Optionally, you can specify a timezone and an environment ID for logs.

Then deploy your service. A build takes about 70 seconds the first time and half that on subsequent deploys.

Under the variables tab, copy the value of TERMINUS_AUTH_TOKEN. You’ll need to supply this as a header for all requests to the endpoint.

On the TRMNL side, create a new instance of the Screenshot plugin. Put the domain of your Railway service as the website, and for headers add:

Authorization=Bearer 

If you want, you can also add–on the same line and joined with &:

X-Project-ID=

Or another filter. As discussed above, the options are: X-Project-ID, X-Environment-ID, X-Service-ID and X-Logs-Environment-ID

Save your plugin config. Then, on the right hand side, you can use “Force Refresh” to get a preview (if it doesn’t work or look how you expect, you can debug with the service logs), and set the refresh interval.

If you have not specified either X-Logs-Environment-ID or TERMINUS_LOGS_ENV_ID, no logs will display.

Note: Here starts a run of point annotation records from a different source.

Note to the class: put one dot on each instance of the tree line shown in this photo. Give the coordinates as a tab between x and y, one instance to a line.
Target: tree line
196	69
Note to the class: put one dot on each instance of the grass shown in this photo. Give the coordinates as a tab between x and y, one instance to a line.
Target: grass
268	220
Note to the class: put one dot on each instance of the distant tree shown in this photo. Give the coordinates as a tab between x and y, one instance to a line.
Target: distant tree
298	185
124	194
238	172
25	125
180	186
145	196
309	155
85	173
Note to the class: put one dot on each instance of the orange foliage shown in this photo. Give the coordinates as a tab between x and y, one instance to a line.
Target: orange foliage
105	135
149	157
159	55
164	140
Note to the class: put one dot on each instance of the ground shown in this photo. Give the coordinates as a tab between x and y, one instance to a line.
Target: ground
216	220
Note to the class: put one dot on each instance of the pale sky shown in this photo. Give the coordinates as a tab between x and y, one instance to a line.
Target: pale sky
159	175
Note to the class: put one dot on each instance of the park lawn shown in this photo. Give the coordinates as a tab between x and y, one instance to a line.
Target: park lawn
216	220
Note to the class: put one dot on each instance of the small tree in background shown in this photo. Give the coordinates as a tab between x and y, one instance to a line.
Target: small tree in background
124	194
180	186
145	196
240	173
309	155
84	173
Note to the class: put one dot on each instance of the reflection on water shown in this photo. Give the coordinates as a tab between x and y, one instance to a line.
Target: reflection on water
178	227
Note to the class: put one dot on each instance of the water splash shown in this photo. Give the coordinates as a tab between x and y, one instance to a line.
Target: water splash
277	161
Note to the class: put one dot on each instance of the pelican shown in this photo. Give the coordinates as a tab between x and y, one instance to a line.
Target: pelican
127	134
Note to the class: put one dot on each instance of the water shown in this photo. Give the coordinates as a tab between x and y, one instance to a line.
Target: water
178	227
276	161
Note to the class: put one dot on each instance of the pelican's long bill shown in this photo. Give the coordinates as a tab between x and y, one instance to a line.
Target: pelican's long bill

Customizing logs processing

As mentioned above, the logs are filtered on a specific syntax and then a regex is used to extract a specific portion of the line. This is modifiable in two ways:

  1. Fork my github repo, modify the logs config, and use it to deploy your own service.
  2. Link your CLI to your service deployed by template, use railway ssh and modify the file with vi src/config/event-logs.js or your preferred editor.

Future additions

  1. Better support for teams, multiple workspaces, etc.– maybe with different endpoints?
  2. Show more extensive monitoring stats (CPU, memory, etc.) with little graphs and all
  3. TRMNL is soon to be supporting 2-bit graphics (four shades per pixel instead of 2!) and this means that the display can be made a little more informative by use of shading.
  4. More flexibility to specify log filtering and processing.